Wakil Gubernur Jateng Dorong HIPKA Perkuat Ekonomi Syariah melalui Kolaborasi Strategis
MediaBlora – 20 April 2026 | Wakil Gubernur Jawa Tengah, Taj Yasin Maimoen, menegaskan kembali komitmen pemerintah provinsi dalam memperkuat ekonomi syariah dengan mengajak Himpunan Pengusaha KAHMI (HIPKA) untuk tumbuh bersama. Pernyataan tersebut disampaikan dalam sebuah pertemuan yang digelar di Semarang, menandai langkah konkret dalam upaya mengintegrasikan nilai-nilai syariah ke dalam perekonomian daerah.
Ekonomi syariah di Indonesia telah menunjukkan pertumbuhan signifikan selama beberapa tahun terakhir, namun potensi yang dimiliki Jawa Tengah masih belum optimal. Provinsi ini memiliki basis pertanian, industri manufaktur, serta sektor pariwisata yang luas, sehingga membuka peluang besar untuk mengembangkan produk dan layanan berbasis prinsip syariah. Taj Yasin menekankan bahwa sinergi antara pemerintah dan pelaku usaha merupakan kunci utama untuk menggerakkan ekosistem tersebut.
HIPKA, sebagai organisasi yang menaungi pengusaha-pengusaha KAHMI di seluruh Indonesia, memiliki jaringan luas yang mencakup pelaku usaha mikro, kecil, dan menengah (UMKM). Keterlibatan mereka dalam sektor syariah dapat mempercepat penerapan standar keuangan dan operasional yang sesuai dengan syariah, sekaligus meningkatkan daya saing produk lokal di pasar nasional dan internasional. Dalam forum tersebut, perwakilan HIPKA menyambut baik inisiatif pemerintah dan siap berkontribusi melalui program pelatihan serta pendampingan teknis.

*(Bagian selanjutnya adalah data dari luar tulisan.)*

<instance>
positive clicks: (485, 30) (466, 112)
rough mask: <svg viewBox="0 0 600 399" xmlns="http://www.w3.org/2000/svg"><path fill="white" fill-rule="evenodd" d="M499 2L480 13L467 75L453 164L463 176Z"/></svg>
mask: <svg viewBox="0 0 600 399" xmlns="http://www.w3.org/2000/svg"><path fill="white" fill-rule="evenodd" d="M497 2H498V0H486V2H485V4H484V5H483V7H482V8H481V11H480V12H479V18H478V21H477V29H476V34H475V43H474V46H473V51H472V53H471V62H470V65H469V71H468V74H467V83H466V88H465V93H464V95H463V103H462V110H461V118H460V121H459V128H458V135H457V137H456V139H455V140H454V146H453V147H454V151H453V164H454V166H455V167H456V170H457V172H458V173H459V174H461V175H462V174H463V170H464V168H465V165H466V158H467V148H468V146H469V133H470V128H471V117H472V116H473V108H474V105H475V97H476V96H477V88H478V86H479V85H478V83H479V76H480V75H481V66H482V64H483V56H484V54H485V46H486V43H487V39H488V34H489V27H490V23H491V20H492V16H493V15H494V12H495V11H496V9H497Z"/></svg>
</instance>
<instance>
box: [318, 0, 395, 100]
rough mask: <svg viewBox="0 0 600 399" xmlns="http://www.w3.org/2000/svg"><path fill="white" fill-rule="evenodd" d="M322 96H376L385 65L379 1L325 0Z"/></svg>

Acara yang dihadiri oleh pejabat daerah, tokoh KAHMI, serta para pengusaha ini membahas agenda strategis yang meliputi peningkatan akses pembiayaan syariah, pengembangan produk keuangan mikro, serta pembentukan wadah kolaboratif untuk inovasi produk halal. Salah satu poin penting yang dibahas adalah rencana pembentukan pusat inkubasi bisnis syariah di Semarang, yang diharapkan dapat menjadi magnet bagi startup dan perusahaan yang ingin mengadopsi model bisnis berbasis syariah.

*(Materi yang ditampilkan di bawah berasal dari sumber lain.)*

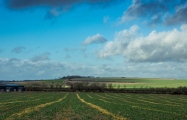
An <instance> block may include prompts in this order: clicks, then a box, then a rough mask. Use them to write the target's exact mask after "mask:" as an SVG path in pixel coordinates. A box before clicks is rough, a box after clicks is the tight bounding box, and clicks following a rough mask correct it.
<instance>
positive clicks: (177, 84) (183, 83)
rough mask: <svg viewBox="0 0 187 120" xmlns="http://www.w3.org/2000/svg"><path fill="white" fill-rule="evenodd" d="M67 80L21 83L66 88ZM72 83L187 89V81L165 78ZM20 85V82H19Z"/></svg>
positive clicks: (85, 78)
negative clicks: (57, 84)
mask: <svg viewBox="0 0 187 120" xmlns="http://www.w3.org/2000/svg"><path fill="white" fill-rule="evenodd" d="M66 82H67V79H51V80H37V81H29V82H27V81H25V82H20V83H21V84H23V85H29V84H33V83H37V84H46V85H47V86H50V85H51V84H53V85H54V86H55V85H57V84H60V85H62V86H64V87H68V86H67V85H66ZM69 82H72V83H75V82H91V83H93V82H98V83H105V84H106V85H107V86H108V85H109V84H112V86H113V88H163V87H164V88H165V87H167V88H177V87H180V86H182V87H184V86H186V87H187V80H181V79H165V78H119V77H118V78H117V77H108V78H76V79H71V81H69ZM18 83H19V82H18Z"/></svg>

“Kami mengajak HIPKA untuk menjadi motor penggerak ekonomi syariah di Jawa Tengah,” ujar Taj Yasin Maimoen. “Dengan dukungan kebijakan yang pro‑bisnis serta fasilitas pembiayaan yang sesuai, kami yakin para pengusaha dapat menciptakan lapangan kerja baru, meningkatkan inklusi keuangan, dan pada akhirnya memperkuat perekonomian daerah secara berkelanjutan.”
Dalam rangka mewujudkan visi tersebut, pemerintah provinsi telah menyiapkan sejumlah program, antara lain: penyediaan kredit mikro syariah dengan bunga kompetitif melalui bank-bank daerah, pelatihan manajerial berbasis prinsip syariah untuk pemilik UMKM, serta penyusunan regulasi daerah yang mempermudah perizinan usaha syariah. Selain itu, akan dibentuk forum koordinasi rutin antara Dinas Perindustrian dan Perdagangan, Badan Wakaf Indonesia, serta perwakilan HIPKA untuk memastikan implementasi kebijakan berjalan selaras.
Para ahli ekonomi menilai bahwa strategi kolaboratif ini dapat meningkatkan kontribusi sektor syariah terhadap Produk Domestik Regional Bruto (PDRB) Jawa Tengah hingga 5 persen dalam lima tahun ke depan. Dampak positif lainnya meliputi peningkatan penyerapan tenaga kerja, khususnya bagi perempuan dan kelompok rentan yang selama ini sulit mengakses layanan keuangan konvensional. Dengan menekankan prinsip keadilan dan transparansi, ekonomi syariah diharapkan dapat menjadi alternatif yang inklusif bagi seluruh lapisan masyarakat.
Keseluruhan, inisiatif yang dipelopori oleh Wakil Gubernur Taj Yasin Maimoen bersama HIPKA menandai langkah maju dalam mengintegrasikan nilai-nilai syariah ke dalam struktur ekonomi Jawa Tengah. Jika program-program yang telah direncanakan dapat dijalankan secara konsisten, provinsi ini berpotensi menjadi model bagi daerah lain dalam mengembangkan ekonomi yang berkelanjutan, berbasis etika, dan berdaya saing tinggi.